[1] Donc lorsque Festus fut arrivé dans la province, après trois jours il monta de Césarée à Jérusalem.

[2] Et le souverain sacrificateur et les premiers des Juifs exposèrent à lui contre Paul et le supplièrent,

[3] En demandant une faveur contre lui de l'envoyer à Jérusalem, en faisant un guet-apens sur le chemin pour le tuer.

[4] Festus répondit donc que Paul devait être gardé à Césarée et lui-même devait partir bientôt.

[5] Donc, il a dit que ceux d'entre vous qui le peuvent descendent avec moi et accusent cet homme, si quelque chose est en celui-ci.

[6] Et après avoir resté plus de dix jours parmi eux, il descendit à Césarée ; et le lendemain, étant assis au tribunal, il ordonna qu'on amenât Paul.

[7] Et lorsqu'il fut arrivé, les Juifs qui étaient descendus de Jérusalem l'entourèrent et portèrent contre Paul de nombreuses et graves accusations qu'ils ne purent prouver.

[8] Il répondait pour lui-même : ni contre la loi des Juifs, ni contre le temple, ni contre César, je n'ai péché en rien.

[9] Mais Festus, voulant faire une faveur aux Juifs, répondit à Paul et dit : Veux-tu monter à Jérusalem, et y être jugé concernant ces choses devant moi ?

[10] Et Paul dit : Je comparais devant le tribunal de César, où je devais être jugé. Je n'ai commis aucun tort envers les Juifs, comme tu le sais fort bien.

[11] Car si j'ai fait tort, si j'ai commis quelque chose digne de la mort, je ne refuse pas de mourir ; mais s'il n'y a rien de ce dont ceux-ci m'accusent, personne ne peut me livrer à eux. J'appelle à César.

[12] Alors Festus, après avoir conféré avec le conseil, répondit : As-tu appelé à César ? à César tu iras.

[13] Et après quelques jours sont passés, le roi Agrippa et Bérénice vinrent à Césarée pour saluer Festus.

[14] Et après qu'ils demeuraient là depuis plusieurs jours, Festus exposa les choses concernant Paul au roi, en disant : Il y a un homme qui a été laissé en liens par Félix.

[15] Concernant lequel, lorsque j'étais à Jérusalem, les principaux sacrificateurs et les anciens des Juifs m'ont dénoncé, désirant un jugement contre lui.

[16] À lesquels j'ai répondu : Il n'est pas dans la coutume des Romains de livrer un homme à la mort avant que celui qui est accusé n’ait pas les accusateurs face à face et n'ait reçu l’occasion de répondre concernant le crime qui lui était reproché.

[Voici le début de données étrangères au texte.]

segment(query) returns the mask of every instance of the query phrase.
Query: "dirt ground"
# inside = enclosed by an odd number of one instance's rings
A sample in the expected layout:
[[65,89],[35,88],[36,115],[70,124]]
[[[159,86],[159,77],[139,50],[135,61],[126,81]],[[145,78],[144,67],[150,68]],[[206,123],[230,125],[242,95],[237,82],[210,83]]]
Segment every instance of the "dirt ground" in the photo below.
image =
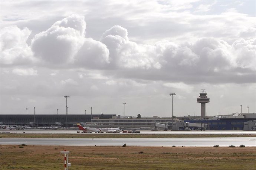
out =
[[0,169],[256,169],[256,147],[0,145]]

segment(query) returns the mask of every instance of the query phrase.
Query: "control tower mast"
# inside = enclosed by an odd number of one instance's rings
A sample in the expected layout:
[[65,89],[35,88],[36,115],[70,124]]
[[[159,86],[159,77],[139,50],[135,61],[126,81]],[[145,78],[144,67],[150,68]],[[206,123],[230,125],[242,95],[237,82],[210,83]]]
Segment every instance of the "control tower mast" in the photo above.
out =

[17] Donc, lorsqu'ils furent arrivés ici, sans délai le lendemain, je m'assis sur le tribunal et ordonnai qu'on amenât cet homme.

[18] Contre lequel, lorsque les accusateurs se levèrent, ils ne portèrent aucune accusation des choses que je supposais.

[19] Mais ils avaient des questions contre lui sur leur propre religion, et au sujet d'un certain Jésus mort, que Paul disait vivant.

[20] Et moi doutant de ces questions, je lui demandai s'il voulait aller à Jérusalem et y être jugé sur ces choses.

[21] Mais Paul ayant demandé à être réservé à l'audience d'Auguste, j'ordonnai qu'il fût gardé jusqu'à ce que je l'envoie à César.

[22] Et Agrippa dit à Festus : Je voudrais aussi moi-même entendre cet homme. Demain, dit-il, tu l'entendras.

[23] Le lendemain donc, lorsqu'Agrippa et Bérénice arrivèrent en grande pompe et qu'ils entrèrent dans le lieu de l'audience avec les principaux tribuns et les hommes principaux de la ville, et quand Festus l'a ordonné, Paul fut amené.

[24] Et Festus dit : Roi Agrippa, et tous les hommes étant présents avec nous, vous voyez celui au sujet duquel toute la multitude des Juifs m'a traité, tant à Jérusalem qu'ici, criant qu'il ne devait plus vivre.

[25] Mais ayant compris qu'il n'avait rien fait qui mérite la mort, et qu'il en avait lui-même appelé à Auguste, j'ai décidé de l'envoyer.

[26] Concernant lequel je n'ai rien de certain à écrire au seigneur. C'est pourquoi je l'ai amené devant vous, et surtout devant toi, roi Agrippa, afin qu'après l'avoir interrogé, j'aie quelque chose à écrire.

[27] Car il me semble déraisonnable d'envoyer un prisonnier et ne pas signifier les crimes contre lui.